[Oktober 2006 – jaargang 50 – nummer 415]
Anne Doler
De puzzelaar
voor Bé, in plaats van een lied
Hoe lang is het geleden dat er iemand aan mijn deur belde, iemand anders dan de postbode, een collectant, iemand die zich vergiste in het huisnummer, of een belletjestrekker? Ik weet het niet meer, zoveel tijd is er overheen gegaan. Zelfs mijn oude moeder, die mij met grote regelmaat, zij het niet zo vaak, kwam opzoeken, heeft al in geen drie jaar meer op de stoep gestaan. De laatste keer, bij het afscheid aan de deur, zei ze dat ze niet weer zou komen, dat ze het niet meer opbracht me te bezoeken, dat het boven haar krachten ging. Ik hoor het haar zeggen alsof het gisteren was, maar wat er boven haar krachten ging weet ik nog steeds niet precies. Bij dat afscheid heb ik het niet gevraagd, en nadien heb ik ook geen telefonisch contact gezocht. Ik ben, net als mijn moeder, geen prater, en zeker geen telefoneerder. Aan opbellen of opgebeld worden heb ik een hekel. De aanwezigheid van het toestel in mijn huis hindert mij inmiddels meer dan ik verdraag.
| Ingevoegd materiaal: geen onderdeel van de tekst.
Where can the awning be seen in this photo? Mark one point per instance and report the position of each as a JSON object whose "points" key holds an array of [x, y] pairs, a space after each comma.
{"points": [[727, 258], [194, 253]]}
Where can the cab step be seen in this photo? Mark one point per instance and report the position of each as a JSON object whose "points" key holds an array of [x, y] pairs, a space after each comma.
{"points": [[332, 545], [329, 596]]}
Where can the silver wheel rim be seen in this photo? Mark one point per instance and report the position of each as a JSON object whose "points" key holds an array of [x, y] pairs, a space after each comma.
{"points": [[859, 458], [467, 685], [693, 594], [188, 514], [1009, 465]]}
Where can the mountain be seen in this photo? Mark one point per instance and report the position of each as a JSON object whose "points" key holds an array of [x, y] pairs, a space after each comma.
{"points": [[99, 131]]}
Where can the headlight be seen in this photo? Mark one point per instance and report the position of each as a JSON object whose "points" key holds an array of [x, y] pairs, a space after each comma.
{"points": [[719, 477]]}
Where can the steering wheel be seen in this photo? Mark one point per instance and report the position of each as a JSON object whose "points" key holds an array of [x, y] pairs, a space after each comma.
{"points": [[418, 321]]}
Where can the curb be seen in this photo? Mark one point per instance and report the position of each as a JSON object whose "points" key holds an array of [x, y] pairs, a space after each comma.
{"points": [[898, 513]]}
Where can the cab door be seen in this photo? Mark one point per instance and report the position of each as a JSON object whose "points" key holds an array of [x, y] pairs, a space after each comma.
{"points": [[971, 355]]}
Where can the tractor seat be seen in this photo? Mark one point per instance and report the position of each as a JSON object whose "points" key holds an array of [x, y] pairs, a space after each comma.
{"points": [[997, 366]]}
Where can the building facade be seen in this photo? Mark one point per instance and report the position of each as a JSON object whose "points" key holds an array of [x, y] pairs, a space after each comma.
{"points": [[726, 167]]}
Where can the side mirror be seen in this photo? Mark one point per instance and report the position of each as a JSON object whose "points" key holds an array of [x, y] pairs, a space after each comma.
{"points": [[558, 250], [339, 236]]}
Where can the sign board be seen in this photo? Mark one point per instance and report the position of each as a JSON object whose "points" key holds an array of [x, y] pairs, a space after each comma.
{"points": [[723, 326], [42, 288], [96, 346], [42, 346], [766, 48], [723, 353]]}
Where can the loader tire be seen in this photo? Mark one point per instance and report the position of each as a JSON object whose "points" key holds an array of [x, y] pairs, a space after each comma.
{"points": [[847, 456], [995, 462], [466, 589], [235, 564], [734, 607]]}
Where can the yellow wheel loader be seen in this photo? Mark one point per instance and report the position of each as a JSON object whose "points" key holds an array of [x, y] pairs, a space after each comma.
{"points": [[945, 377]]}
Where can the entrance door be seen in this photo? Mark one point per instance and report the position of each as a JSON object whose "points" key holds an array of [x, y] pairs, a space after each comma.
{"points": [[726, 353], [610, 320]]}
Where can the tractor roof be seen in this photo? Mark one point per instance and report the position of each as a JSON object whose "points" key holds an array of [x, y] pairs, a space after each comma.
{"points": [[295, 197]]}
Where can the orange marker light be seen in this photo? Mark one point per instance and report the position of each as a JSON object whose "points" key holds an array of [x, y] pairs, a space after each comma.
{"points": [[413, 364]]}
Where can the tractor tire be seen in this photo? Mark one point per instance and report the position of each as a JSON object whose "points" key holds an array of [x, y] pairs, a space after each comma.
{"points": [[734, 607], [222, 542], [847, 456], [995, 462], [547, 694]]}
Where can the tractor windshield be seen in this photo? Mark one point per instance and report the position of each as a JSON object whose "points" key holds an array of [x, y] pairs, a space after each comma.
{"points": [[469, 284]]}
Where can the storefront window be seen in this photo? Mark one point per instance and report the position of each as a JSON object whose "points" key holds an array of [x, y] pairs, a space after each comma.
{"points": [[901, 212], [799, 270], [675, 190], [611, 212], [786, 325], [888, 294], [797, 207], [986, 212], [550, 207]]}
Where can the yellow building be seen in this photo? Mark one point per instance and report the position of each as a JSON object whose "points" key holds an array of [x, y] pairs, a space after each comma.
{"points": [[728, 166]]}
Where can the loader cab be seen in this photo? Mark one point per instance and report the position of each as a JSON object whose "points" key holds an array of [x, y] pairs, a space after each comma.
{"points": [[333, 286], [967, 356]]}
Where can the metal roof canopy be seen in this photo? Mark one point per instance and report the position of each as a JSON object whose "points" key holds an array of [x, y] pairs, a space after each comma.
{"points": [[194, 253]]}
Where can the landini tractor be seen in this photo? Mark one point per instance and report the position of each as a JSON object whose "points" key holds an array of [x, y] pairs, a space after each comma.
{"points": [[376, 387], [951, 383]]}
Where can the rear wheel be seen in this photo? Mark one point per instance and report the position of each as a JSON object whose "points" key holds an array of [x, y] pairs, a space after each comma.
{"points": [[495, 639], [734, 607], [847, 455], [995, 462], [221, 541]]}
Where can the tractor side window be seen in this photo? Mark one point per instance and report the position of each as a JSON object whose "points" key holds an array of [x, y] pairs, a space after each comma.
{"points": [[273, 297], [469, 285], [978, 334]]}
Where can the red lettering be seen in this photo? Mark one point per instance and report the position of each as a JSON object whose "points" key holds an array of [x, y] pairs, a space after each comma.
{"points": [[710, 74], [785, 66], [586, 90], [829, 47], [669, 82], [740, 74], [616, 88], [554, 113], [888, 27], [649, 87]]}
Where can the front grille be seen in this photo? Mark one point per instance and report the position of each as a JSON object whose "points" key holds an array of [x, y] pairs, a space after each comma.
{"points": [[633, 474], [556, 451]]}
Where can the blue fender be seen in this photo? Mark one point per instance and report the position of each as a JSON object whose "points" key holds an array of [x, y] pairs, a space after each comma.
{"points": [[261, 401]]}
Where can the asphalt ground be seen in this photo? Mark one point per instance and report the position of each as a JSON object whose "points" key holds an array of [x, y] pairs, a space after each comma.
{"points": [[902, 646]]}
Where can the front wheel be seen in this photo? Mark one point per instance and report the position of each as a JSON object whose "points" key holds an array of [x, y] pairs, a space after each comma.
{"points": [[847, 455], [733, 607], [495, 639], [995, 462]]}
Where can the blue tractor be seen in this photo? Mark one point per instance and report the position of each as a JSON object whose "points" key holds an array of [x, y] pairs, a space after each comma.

Mensen kiezen, op een hun welgevallig tijdstip, mijn nummer en staan dan van het ene op het andere moment, wanneer ik althans de hoorn opneem, midden in mijn huis en maken zich breed. Telefonisch betreden ze mijn territorium, en dat terwijl ik hun, klopten ze aan mijn deur, al geldt dit natuurlijk niet voor mijn moeder, niet zou hebben opengedaan. Een week geleden heb ik dan ook besloten de hoorn niet meer op te nemen, als het mij tenminste lukt om het dwingende, aanhoudende gerinkel te trotseren.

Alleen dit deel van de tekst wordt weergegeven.